Last week, on the same day that Biden was inaugurated, the embattled Albanese made another appeal to both the Australian and US ruling elites. He emphasised his party’s historic and abiding commitment to the US-Australia military alliance and its support for Washington’s escalating confrontation with China. He chided Morrison for the prime minister’s personal closeness to Donald Trump, thus arguing that he and a Labor government would be best placed to deepen the alliance under the new Democratic Party administration.

As far as Shorten and his backers are concerned, however, Albanese’s pledges to the US and big business are not reliable or strong enough. At the same time, if Labor is to prevent a social eruption it must seek to channel mounting working class opposition into once again returning Labor to office.

Acutely conscious of the working class disaffection, Shorten sought to distance himself from the extent to which Labor, led by Albanese, has pursued a nakedly pro-corporate policy and provided the Morrison government with bipartisan backing.

Speaking at a book launch for right-wing faction Labor leaders on Sunday, and repeated in interviews on Sky News and Australian Broadcasting Corporation radio, Shorten said he had learned his lesson from the 2019 defeat. The problem, he insisted, was that Labor had promised too much. But the answer was not to offer too little—a “tiny” policy agenda. Labor had to “stand for something” in order to regain office.

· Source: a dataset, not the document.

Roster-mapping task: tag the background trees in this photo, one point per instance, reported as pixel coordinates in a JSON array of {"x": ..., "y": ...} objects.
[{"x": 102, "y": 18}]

Shorten aligned himself with another Labor leader, right-wing faction boss Joel Fitzgibbon, who quit Albanese’s shadow cabinet late last year, publicly precipitating the push to replace him.

Whoever leads Labor, however, there is no doubt that Washington will be heavily involved in the backroom machinations and will veto anyone not regarded as fully ready, willing and able to back a US war against China and suppress popular opposition to such a disastrous conflict.

In 1975, the CIA was active in the destabilisation and dismissal of the Whitlam Labor government after the Nixon administration became concerned that Whitlam had failed to contain the strike movement in the working class.

In 2010, as US diplomatic cables published by WikiLeaks documented, US “protected sources” inside the Labor leadership spearheaded the installation of Julia Gillard to replace Kevin Rudd. Rudd, like all the Labor leaders, was committed to the US alliance but he had argued that the US should make some accommodation to the growth of the Chinese economy.